Folha de S. Paulo


Malabarismos mendelianos

Você se lembra do Mendel? É, aquele frade da ervilha verde e da ervilha amarela, do "azão azão" (ou AA) que cruza com o "azinho azinho" (aa) das aulas de biologia.

Passei algumas das horas mais divertidas da minha adolescência aprendendo a juntar "azão" com "azinho" e vislumbrando os mistérios dos genes dominantes e recessivos. E se os resultados seminais desse sacerdote da atual República Tcheca, conhecido como o pai da genética moderna, na verdade fossem meio esquisitos? E se o título mais adequado para ele fosse o de pai da má conduta científica moderna?

Por incrível que pareça, a controvérsia existe desde o comecinho do século passado, ainda que livros didáticos não costumem mencioná-la.

É o que conta Gregory Radick, historiador da Universidade de Leeds (Reino Unido), em artigo na "Science". Ocorre que o trabalho de Gregor Mendel com as celebérrimas ervilhas híbridas, de 1866, caiu no esquecimento por décadas. Foi só em 1900 que a obra do frade passou a ser relida e replicada. No meio do caminho, porém, havia um tal Raphael Weldon, que tomou contato com os experimentos mendelianos em outubro daquele ano.

Um dos pioneiros da aplicação de métodos estatísticos precisos ao estudo da biologia, o britânico Weldon começou a achar que havia algo de muito esquisito nos números dos experimentos de Mendel. Talvez você se lembre de que, além das ervilhas amarelas e verdes, o padre também estudava ervilhas lisas e rugosas. Primeiro, ele cruzou ervilhas lisas com rugosas e, mais tarde, cruzou as ervilhas híbridas, resultado desse cruzamento, entre si.

Conclusão: de um total de 7.324 ervilhas geradas nesse segundo cruzamento (haja paciência e vista boa para contar tanta ervilha), 5.474 eram lisas (por carregarem ao menos uma cópia do gene dominante para "lisura", como dizemos hoje).

E daí? Daí que o número fica muito perto de ser uma proporção exata de 75% de ervilhas híbridas de segunda geração lisas, valor que era precisamente o predito pela teoria de Mendel. Weldon aplicou técnicas estatísticas aos dados e concluiu que eles estavam arrumadinhos demais –o esperado seria haver desvios estatísticos mais claros em relação ao resultado previsto pela teoria.

O britânico calculou ainda que, se os mesmos experimentos fossem realizados de novo, a chance de os resultados se desviarem mais da proporção de 75% seria de 16 para 1. E resumiu a situação numa carta a um colega: "Ou ele [Mendel] é um mentiroso, ou é um homem maravilhoso". Até sua morte, em 1906, Weldon continuou não engolindo as ervilhas.
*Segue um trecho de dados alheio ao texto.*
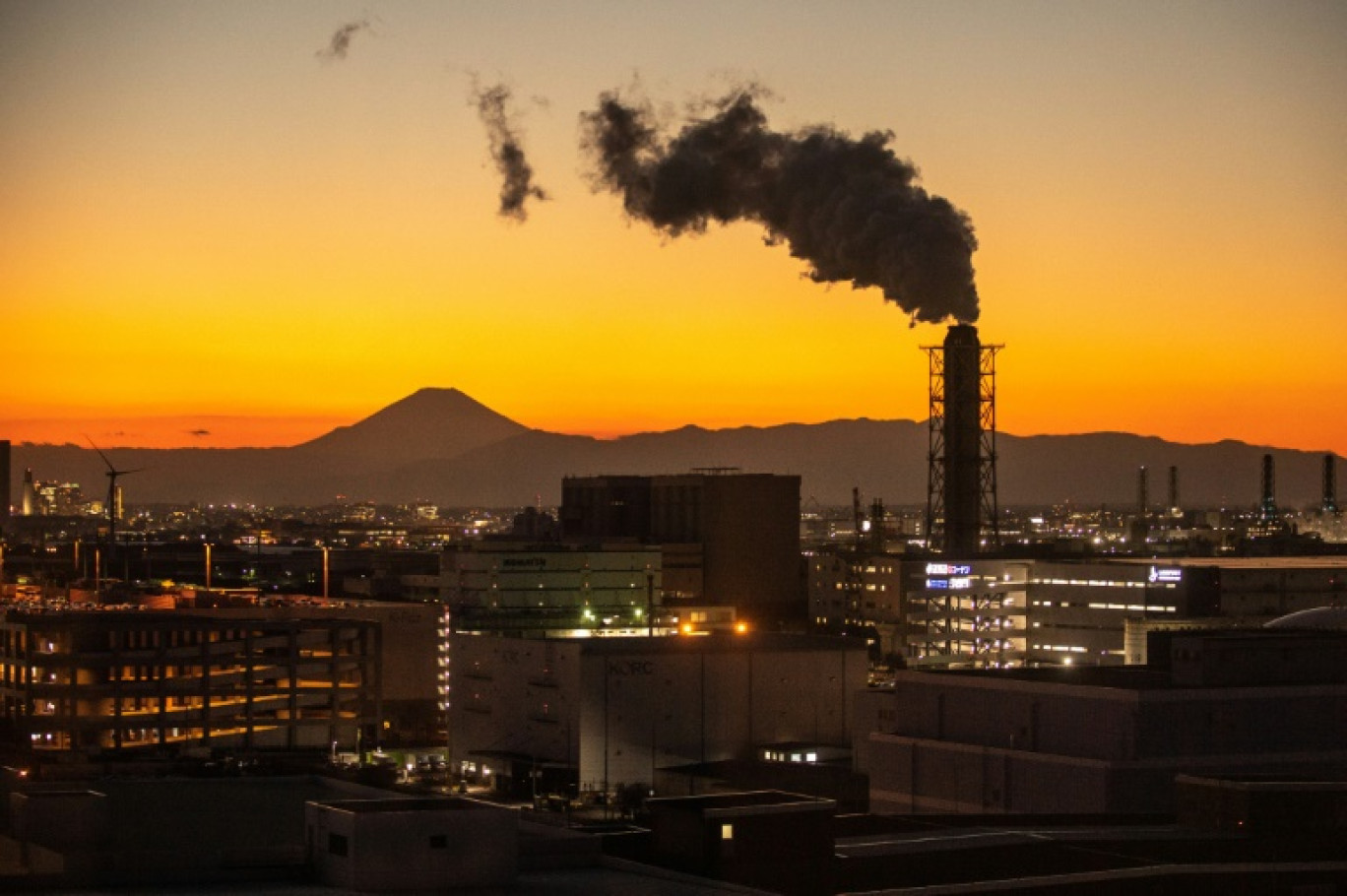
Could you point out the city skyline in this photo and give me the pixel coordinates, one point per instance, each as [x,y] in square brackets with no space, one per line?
[247,224]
O fato é que, apesar de tudo, a visão de Mendel acabou triunfando entre os biólogos, ainda que os resultados experimentais raramente fossem tão certinhos quando os dele.

Não há nenhuma evidência de que, de fato, tenha havido fraude de caso pensado. Para Radick, o mais provável é que Mendel tenha feito contagens mais precisas do que o normal de forma inconsciente.

A verdadeira lição, para o historiador da ciência, é que quase sempre as características biológicas têm uma variação bem mais gradual do que a simples oposição binária entre ervilhas lisas e rugosas. O conjunto dos genes de um ser vivo e a influência do ambiente tendem a produzir uma diversidade bem maior de características. É esse contexto que ainda precisa ser considerado quando estudamos genética.